As he recognizes that the last name on the mailbox as the local spelling of the person he is looking to find as his father, the writer suddenly faints. As he comes to, the old man starts to ask him about Austria and mentions that he once lived in Vienna and starts describing the very apartment the writer left for Sarajevo from, and then asks about the sisters who used to live in it – which are the writer’s mother and aunt. The actress wistfully mentions “Father’s Viennese romance stories” and the writer suddenly realizes that he has been sleeping and fallen in love with his half-sister, while at the same time the father describes why he is convinced that the writer’s mother is the one who tipped off the Nazis.
Terrified by what has transpired, the writer decides he must leave Sarajevo at once. The actress, who has no knowledge of what he now knows, takes his sudden coolness in their shared bed as a result of his earlier fainting and becomes yet more concerned for his well-being, while he is expressly trying to stop exactly that but can’t tell her why he has suddenly changed. Despite a strong desire to leave immediately, the fact that his father is convinced that his mother is who tipped off the Gestapo forces him to feel a need to make one more trip to visit his father and deliver the letter to him.

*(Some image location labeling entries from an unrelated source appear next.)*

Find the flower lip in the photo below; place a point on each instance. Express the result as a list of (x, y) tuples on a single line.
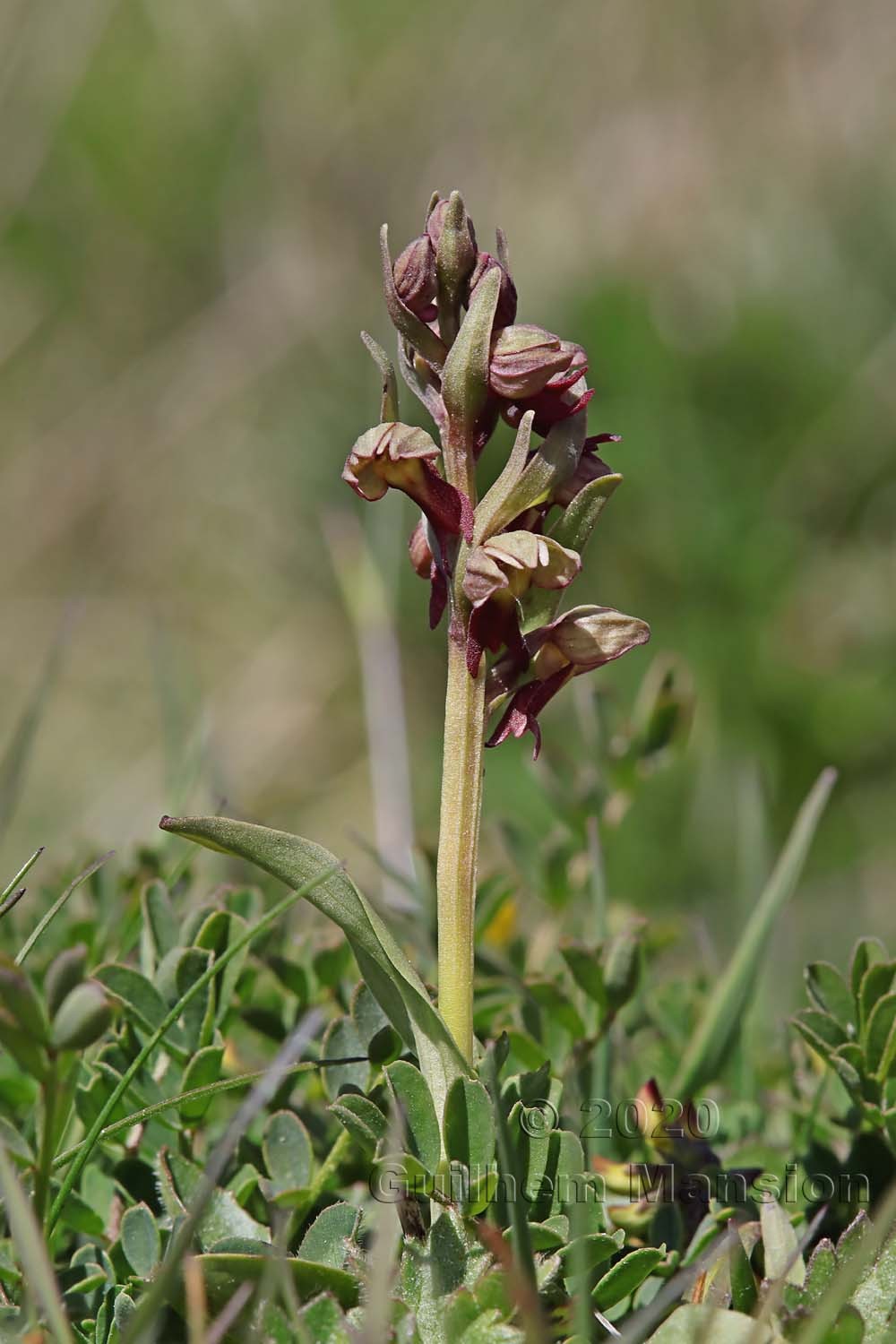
[(524, 359)]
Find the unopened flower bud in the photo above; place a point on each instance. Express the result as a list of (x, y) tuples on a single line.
[(435, 223), (524, 358), (505, 312), (82, 1018), (414, 276)]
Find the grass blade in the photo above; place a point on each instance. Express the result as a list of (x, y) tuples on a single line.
[(731, 995), (56, 906), (26, 867), (13, 763), (32, 1252)]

The next morning he does so, and the father, obviously shaken by this turn of events and now knowing that he is talking to the son he never knew he had, provides some additional information. Suddenly he wonders how is daughter is involved in this somewhat bizarre coincidence, and the writer tries to play it off as a chance friendship through a mutual acquaintance.

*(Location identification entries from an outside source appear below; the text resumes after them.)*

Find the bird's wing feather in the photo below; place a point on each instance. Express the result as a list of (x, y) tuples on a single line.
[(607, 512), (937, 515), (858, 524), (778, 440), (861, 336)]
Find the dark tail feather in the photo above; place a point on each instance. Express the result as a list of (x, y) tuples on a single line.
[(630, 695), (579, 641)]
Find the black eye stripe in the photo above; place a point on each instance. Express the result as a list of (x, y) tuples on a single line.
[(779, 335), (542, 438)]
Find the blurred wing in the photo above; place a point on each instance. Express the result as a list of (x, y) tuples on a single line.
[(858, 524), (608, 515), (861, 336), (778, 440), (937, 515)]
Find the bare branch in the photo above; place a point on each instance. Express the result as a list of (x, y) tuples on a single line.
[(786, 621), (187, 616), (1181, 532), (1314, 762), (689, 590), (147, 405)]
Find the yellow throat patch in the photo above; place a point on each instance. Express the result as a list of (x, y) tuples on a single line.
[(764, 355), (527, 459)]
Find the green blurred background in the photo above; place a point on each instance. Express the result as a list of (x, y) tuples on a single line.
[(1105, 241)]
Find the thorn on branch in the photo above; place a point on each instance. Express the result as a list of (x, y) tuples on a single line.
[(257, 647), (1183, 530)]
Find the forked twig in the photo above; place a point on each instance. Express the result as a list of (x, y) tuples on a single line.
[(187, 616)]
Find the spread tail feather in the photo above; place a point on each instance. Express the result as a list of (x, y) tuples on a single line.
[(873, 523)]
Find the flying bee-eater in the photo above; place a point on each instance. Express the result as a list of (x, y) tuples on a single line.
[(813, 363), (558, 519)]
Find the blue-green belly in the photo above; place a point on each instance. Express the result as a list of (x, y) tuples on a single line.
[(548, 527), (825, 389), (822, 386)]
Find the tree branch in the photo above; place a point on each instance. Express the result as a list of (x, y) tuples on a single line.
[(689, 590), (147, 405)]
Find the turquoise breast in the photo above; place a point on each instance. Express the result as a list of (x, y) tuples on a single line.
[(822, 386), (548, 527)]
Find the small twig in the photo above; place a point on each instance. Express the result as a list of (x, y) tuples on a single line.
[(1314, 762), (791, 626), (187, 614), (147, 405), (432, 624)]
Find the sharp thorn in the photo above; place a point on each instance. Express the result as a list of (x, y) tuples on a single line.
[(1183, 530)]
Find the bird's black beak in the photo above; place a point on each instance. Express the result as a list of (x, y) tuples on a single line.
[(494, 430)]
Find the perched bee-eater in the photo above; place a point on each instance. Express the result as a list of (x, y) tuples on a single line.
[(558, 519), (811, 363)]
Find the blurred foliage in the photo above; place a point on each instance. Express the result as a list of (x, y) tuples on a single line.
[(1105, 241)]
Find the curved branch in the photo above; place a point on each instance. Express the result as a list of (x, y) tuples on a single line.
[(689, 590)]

After returning to the apartment to pack his things and leave, the writer is suddenly struck with conflicting emotions while trying to shove things into his suitcase. When it refuses to zip closed, he hurls it against the wall and then slumps down amidst the piles of clothes and belongings. After about an hour he is suddenly consumed that their father must have figured it out and may be at that very moment either be at or making his way to the theater where the actress is working. Impulsively, he ignores the dangers of a city under siege and races to the theater despite the snipers and shelling. Once there, he finds the cast and crew hunkered down in the cellar, but she is not there. The manager tells him that her father was seriously wounded and she is with him at the hospital. Despite their entreaties, he once more rushes out into the shelling and somehow makes his way to the hospital, where he finds her sitting with their dead father.
She tells him that her father was unconscious when she found him, but came to just enough on the ride to the hospital to talk incoherently about him and Vienna, Not knowing any more than that, she turns to the writer for comfort, and he is unable to turn her away. They each bury their father under the cover of darkness, one not knowing, the other unwilling to say, that he is common between them.
The primary story ends with him leaving her early the next morning while she sleeps, then pulling favors and catching a UN evacuation flight out that very day. A well-written epilogue wraps everything else up, while also adding significant depth to the overall story.